I've skimmed the article (free online).
Assuming the findings are confirmed in other studies (I suspect they will be), this is bad news.
Set-up
- Subjects had the same IQ: 126.
- They were put in small groups of 5 and introduced to each other.
- They took an IQ test with no feedback as to how they did.
- Then they took a second computer-administered IQ test.
- After each question, they were told whether they got the answer right or wrong.
- At the same time, they were also given their rank inside the group (rank determined by each person's # of correct answers).
- They were also given their rank vis a vis 1 particular member of the group, chosen "pseudorandomly."
- 2 people had brain scans during the test-with-feedback condition.
- Everyone did worse in the beginning. Across the board. Everyone. Everyone did worse than his/her measured ability.
- As the test went on, some people recovered. Their performance went back up to the level predicted by their IQ scores.
- The others never improved. They started low, and they stayed low.
- Females were more likely to start low and stay low than males.
- For high performers, brain scans showed activity in the amygdala (likely fear), decreasing over time. (That is, they were likely feeling less fear, perhaps growing more confident.)

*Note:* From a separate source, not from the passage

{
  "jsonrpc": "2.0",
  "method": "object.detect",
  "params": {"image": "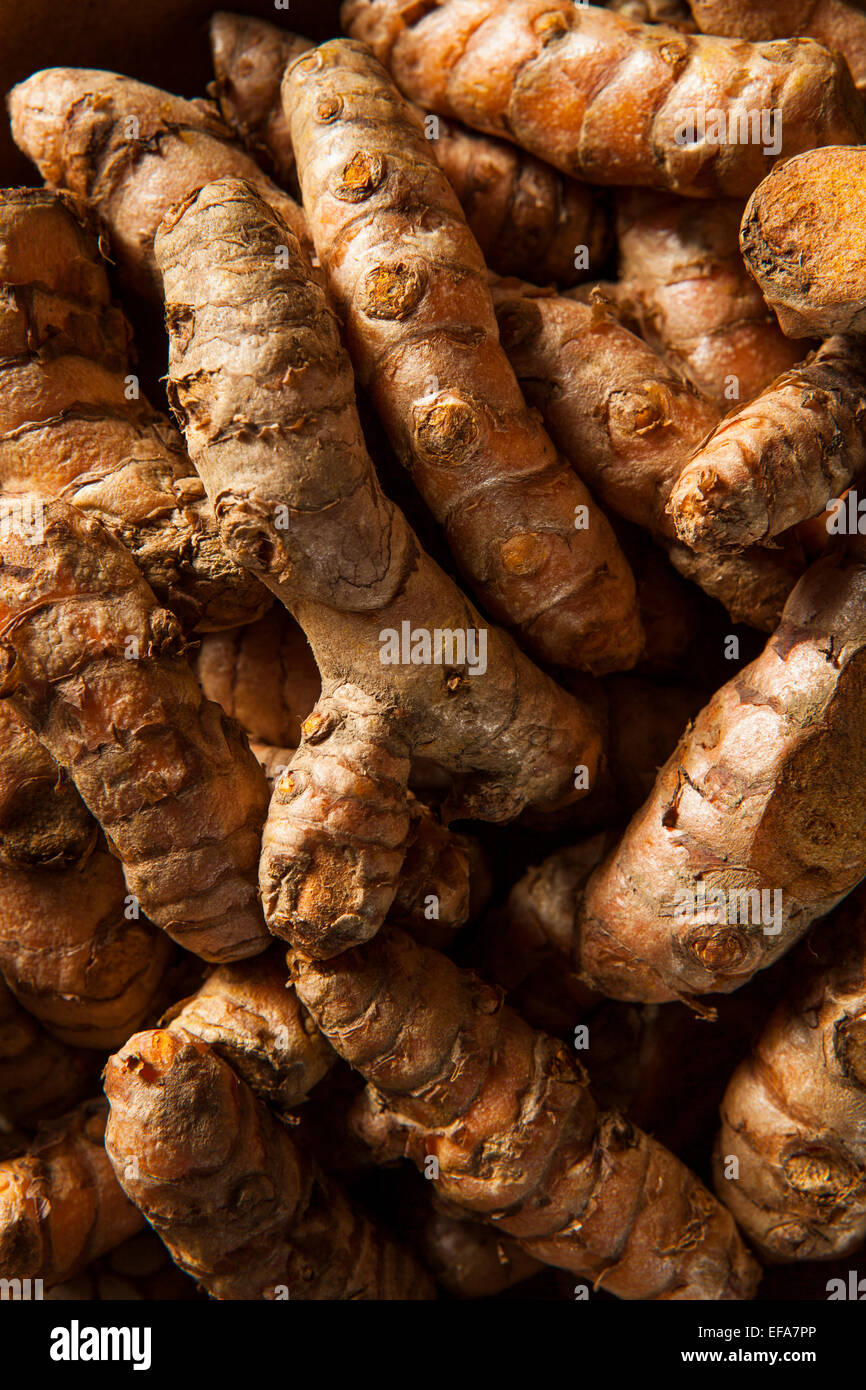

- For high performers, activity in the lateral PFC increases over time. Activity in lateral PFC is associated with IQ tasks, with working memory tasks, and with increased task difficulty.
Everyone's performance dropped at the outset.
Some people recovered, others didn't.
The people who recovered simply went back up to where they had been going in, before experimenters assigned them to a small group.
Questions
- How small is small? Would group of 20 students in whole class instruction show the same pattern? 25 students? 30?
- If so ... yikes.
- In the wake of this study, mixed-ability groups strike me as an even worse idea than I've thought in the past. Lower ability children in a mixed-ability group are going to be getting constant negative feedback about their status vis a vis the higher ability children. On the other hand, the study did not include a condition that manipulated feedback in this manner. That would be interesting.
- Assuming this study picked up on a personality difference (which we don't know, of course), what would happen if you grouped the 'nervous' kids together, putting the 'confident' kids in their own group? Would two groups still separate out in this way?
- Would same-sex groups change the results?
- What does this tell us about grades and grading?
The blue bar represents the low performers, the red bar high performers. All have the same measured IQ (126), and at the beginning of the study all are performing well below the level their IQ would predict. The higher performers then recover, and their performance increases to a "126" level. The the low performers do not recover, and their performance remains suppressed.
Implicit signals in small group settings and their impact on the expression of cognitive capacity and associated brain responses
1 comment:
On what basic do they assign people to the blue/red groups?